Michael Oren's book presents essential information for anybody who wants to understand the background for America's current policies and involvement in the Middle East. It is presented from a particular point of view, naturally. Oren is an American-born historian who lives in Israel and, of course, identifies with the Jewish State. He is a military reserve officer there (as is most of the non-Orthodox adult male population) who has seen combat, and that has to color ones views, although given the historic disputatiousness of Israeli society, that doesn't necessarily dictate what those views will be. (We have to remember that Israel is a democracy in which there is lots of active dissent from the policies pursued by the government.) It is also an interesting datum that Oren opposed the U.S.'s current war in Iraq during the period prior to the invasion....
At any event, I found this book endlessly fascinating. Oren knows how to tell a good story, and there are plenty of good stories packed in here. I was fascinated by the account of how American oil companies first got a foothold in the Middle East, at a time when the U.S. State Department was, according to Oren, pretty much oblivious to the potential significance of such engagement. And Oren's accounts of the travails of American Protestant missionaries working in the 19th century Middle Eastern provinces of the Ottoman Empire are entertaining and instructive.
To me, the last chapter of the book, recounting the history from after the foundation of the state of Israel to the present, is a big let-down. Oren prefaces this chapter by pointing out that this period of the history is, unlike what came before, much written about, heavily documented from the public record and, conversely, hard to write something new about because so much of the important information is contained in inaccessible documentation, much of it classified for security purposes. And thus, in effect he punted on this and provide a rather breathless, broad brush view of the past 60 years that lacks the depth of his approach to the period from the 1780s forward to 1948. The last section also shows signs of haste in writing and editing, including a proliferation of proofreading flaws that are not so evident in the earlier parts of the book. I suspect that he was writing against a deadline and had to rush the last part to meet it.

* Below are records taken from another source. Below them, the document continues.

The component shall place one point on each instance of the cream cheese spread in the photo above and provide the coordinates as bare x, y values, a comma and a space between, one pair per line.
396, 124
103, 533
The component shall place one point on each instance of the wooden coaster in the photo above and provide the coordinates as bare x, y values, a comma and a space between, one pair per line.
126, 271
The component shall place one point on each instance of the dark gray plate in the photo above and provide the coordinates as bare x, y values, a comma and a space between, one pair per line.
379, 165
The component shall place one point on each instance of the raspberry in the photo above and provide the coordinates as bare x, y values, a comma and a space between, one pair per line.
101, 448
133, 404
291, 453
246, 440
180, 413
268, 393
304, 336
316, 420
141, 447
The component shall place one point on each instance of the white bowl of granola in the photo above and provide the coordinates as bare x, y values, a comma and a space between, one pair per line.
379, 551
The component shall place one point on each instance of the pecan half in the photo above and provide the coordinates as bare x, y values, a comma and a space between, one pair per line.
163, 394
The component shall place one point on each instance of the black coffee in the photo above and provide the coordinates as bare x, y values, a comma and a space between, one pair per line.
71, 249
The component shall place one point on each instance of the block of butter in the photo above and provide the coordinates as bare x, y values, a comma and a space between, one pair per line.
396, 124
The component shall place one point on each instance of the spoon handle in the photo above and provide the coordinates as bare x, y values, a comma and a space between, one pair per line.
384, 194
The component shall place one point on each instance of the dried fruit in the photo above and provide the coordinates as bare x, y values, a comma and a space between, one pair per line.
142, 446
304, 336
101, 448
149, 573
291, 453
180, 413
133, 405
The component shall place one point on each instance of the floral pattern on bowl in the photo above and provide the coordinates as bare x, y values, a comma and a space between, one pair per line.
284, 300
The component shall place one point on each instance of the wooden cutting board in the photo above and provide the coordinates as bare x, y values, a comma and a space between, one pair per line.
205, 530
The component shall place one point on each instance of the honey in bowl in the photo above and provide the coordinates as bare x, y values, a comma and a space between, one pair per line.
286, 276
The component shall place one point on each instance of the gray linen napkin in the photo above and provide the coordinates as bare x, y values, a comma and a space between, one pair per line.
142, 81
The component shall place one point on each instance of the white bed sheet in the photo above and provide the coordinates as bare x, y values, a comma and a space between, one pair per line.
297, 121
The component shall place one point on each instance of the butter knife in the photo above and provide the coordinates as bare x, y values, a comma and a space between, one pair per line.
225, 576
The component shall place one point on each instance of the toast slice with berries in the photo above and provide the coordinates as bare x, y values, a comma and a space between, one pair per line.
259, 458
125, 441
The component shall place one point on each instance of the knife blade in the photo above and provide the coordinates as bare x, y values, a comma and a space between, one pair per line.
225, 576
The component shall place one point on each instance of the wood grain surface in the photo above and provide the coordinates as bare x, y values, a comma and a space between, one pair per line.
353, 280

Indeed, I think this book would have made more sense as an account running from the foundation of the U.S.A. in the 1780s to the foundation of the modern state of Israel in 1948, essentially the first 500 pages, capped off with an epilog integrating what had gone before. But I'm told by somebody in the business that such a book would be much less marketable, because people are, at least superficially, less interested in the older history and thus less likely to buy a book that is not promoted as bringing the story up to the present.
So I downgrade this by one star due to the disappointments of the last section, but for the first 500 pages this is a 5-star book in my estimation.
Full disclosure: I am a friend of Mr. Oren's editor at WW Norton, and received an advanced copy of the book, although I didn't really get to reading it until after it had gone on public sale, but the views expressed are my own based on my own reading of the book.